Oil&Gas Materials 26 November 2018 14:05 (UTC +04:00)

Baku, Azerbaijan, Nov.26

By Leman Zeynalova – Trend:

Exploration activity will rise in 2019 versus 2018, but the gains will be limited, according to Fitch Solutions Macro Research (a unit of Fitch Group).

“On an annual average basis, revenues will be boosted by marginally higher oil prices, while still-compressed services costs will flatter margins and bolster cash flows. This will give companies greater flexibility to increase their capex and assume more risk,” said a report from the company.

The company said there are signs that exploration is beginning to recover and this trend will continue into the new year, with increased licensing activity, data acquisition and drilling globally.

“This uptick in exploration is critical, to replenish oil and gas reserves following years of underinvestment. However, despite rising revenues and the pressing need for reserves replacement, companies will face continued constrains on their exploration spending,” said Fitch Solutions.

The company analysts believe that financial discipline continues to be a key concern for oil companies globally and will weigh on capex growth next year.That said, improved capital efficiency and lower services cost means companies can effectively do more with less.

“A bigger issue for 2019 will be how this capital is allocated. As the market has recovered, much of the additional cash has been funneled towards shareholders (through dividends and buybacks ) rather than towards productive investments,” said Fitch Solutions.

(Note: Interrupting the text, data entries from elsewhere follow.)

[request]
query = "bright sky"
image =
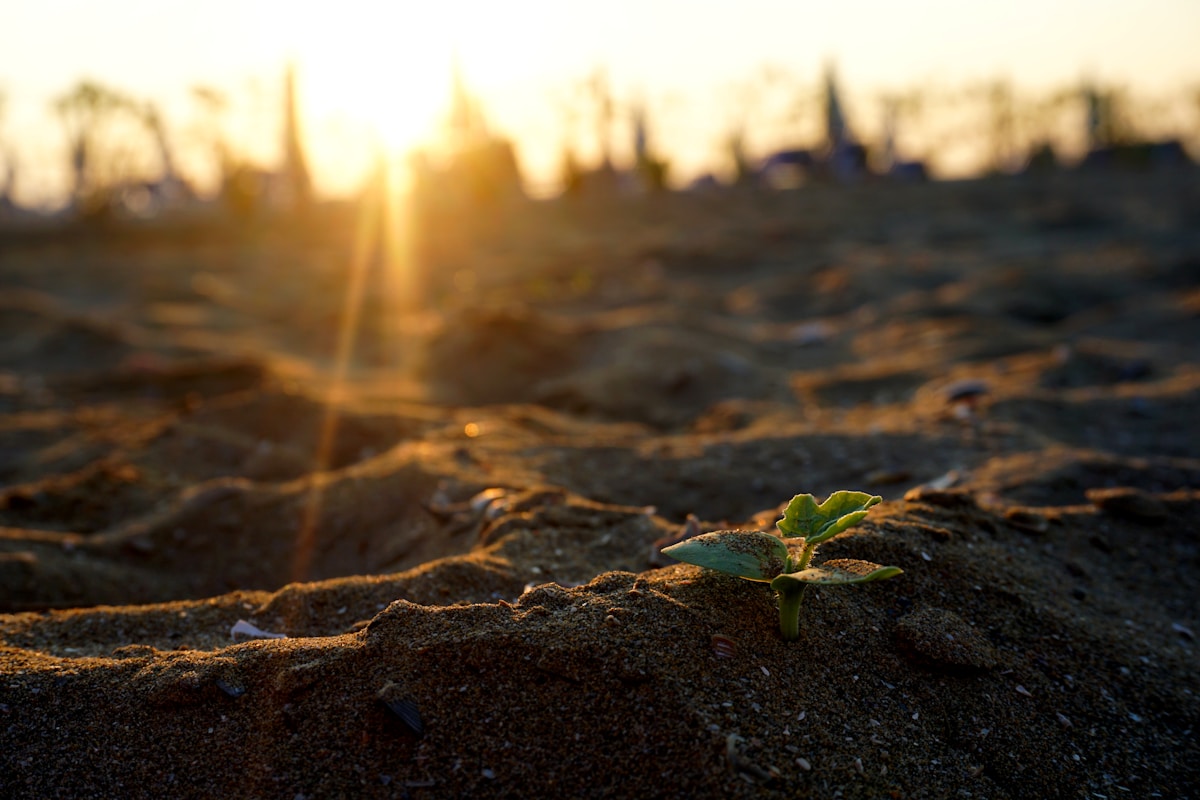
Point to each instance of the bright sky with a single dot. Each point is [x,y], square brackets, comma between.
[381,71]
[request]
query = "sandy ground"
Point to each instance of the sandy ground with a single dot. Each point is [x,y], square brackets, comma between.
[459,540]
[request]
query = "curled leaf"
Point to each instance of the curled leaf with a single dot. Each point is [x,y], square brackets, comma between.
[817,523]
[835,572]
[748,554]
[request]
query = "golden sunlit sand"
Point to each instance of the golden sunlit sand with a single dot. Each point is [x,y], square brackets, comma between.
[451,509]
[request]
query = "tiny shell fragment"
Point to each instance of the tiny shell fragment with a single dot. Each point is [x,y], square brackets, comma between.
[252,631]
[402,708]
[724,647]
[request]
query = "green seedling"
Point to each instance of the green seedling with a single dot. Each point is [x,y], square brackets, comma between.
[785,561]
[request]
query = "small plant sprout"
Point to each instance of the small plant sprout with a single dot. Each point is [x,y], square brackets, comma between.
[785,561]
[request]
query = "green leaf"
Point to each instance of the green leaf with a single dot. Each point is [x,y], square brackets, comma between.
[817,523]
[835,572]
[748,554]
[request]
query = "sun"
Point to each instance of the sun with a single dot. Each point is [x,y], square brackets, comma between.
[397,84]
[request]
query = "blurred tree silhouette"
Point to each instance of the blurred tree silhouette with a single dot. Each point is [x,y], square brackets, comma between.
[101,158]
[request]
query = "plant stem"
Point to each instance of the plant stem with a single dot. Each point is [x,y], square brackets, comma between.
[805,557]
[790,613]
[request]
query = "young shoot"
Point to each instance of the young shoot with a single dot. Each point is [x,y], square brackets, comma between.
[766,558]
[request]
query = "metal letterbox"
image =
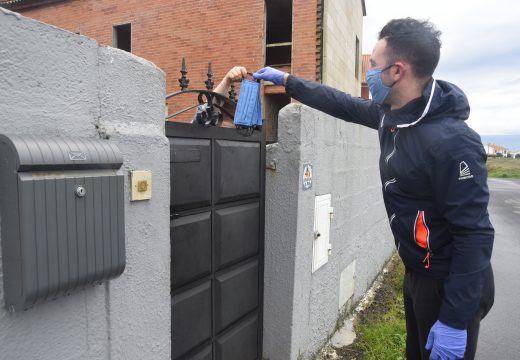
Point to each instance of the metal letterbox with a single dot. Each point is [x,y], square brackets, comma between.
[62,216]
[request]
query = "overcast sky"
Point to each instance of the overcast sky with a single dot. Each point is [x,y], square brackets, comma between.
[480,52]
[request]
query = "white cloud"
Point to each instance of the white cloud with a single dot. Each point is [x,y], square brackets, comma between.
[480,52]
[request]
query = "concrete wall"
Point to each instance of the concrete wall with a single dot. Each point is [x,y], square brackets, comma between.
[343,22]
[302,308]
[57,83]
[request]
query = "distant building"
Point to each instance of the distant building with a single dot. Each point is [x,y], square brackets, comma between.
[316,39]
[493,150]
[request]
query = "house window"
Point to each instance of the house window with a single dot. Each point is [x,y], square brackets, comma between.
[122,37]
[357,58]
[278,32]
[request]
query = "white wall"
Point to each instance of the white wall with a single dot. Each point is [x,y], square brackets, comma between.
[302,308]
[56,83]
[343,22]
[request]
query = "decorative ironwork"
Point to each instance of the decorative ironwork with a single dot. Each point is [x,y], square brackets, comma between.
[209,83]
[184,81]
[232,93]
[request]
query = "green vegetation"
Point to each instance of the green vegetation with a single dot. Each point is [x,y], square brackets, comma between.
[504,167]
[381,329]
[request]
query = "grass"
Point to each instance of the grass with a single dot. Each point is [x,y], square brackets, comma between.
[382,329]
[504,168]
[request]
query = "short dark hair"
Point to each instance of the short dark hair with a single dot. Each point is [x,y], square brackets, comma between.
[415,41]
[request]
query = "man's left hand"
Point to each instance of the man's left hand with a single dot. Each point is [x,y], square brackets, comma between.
[446,343]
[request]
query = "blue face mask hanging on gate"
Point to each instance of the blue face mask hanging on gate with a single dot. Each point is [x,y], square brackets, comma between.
[249,108]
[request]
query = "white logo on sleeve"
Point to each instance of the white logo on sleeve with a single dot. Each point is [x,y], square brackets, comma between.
[464,171]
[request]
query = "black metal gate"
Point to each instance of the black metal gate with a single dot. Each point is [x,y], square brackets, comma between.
[217,241]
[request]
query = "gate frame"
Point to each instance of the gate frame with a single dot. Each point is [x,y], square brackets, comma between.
[197,131]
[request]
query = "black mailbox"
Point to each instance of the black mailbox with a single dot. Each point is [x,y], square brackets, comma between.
[62,216]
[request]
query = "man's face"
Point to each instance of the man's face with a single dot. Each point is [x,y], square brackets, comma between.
[379,60]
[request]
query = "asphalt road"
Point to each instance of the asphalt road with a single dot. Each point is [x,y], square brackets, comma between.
[500,330]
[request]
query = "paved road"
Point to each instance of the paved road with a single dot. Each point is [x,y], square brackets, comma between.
[500,330]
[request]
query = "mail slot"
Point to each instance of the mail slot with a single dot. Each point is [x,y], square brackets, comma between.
[62,216]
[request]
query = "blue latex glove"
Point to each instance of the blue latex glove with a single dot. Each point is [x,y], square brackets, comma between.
[446,342]
[270,74]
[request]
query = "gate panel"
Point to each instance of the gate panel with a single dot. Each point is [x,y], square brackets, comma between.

The company expects this competition for capital to persist in 2019, continuing to drag on exploration spending next year.

“Through 2019 we expect both emerging market (EM) and developed market (DM) demand will moderate to new levels of ‘normal’; with softening Chinese demand shifting EM demand to slightly lower levels of growth, whereas DM demand will dip as US-led support recedes in the face of ongoing growth headwinds from rising trade tensions. Importantly, we see EMs retake the mantle as the engine of global demand growth. This will hold global growth in positive territory.”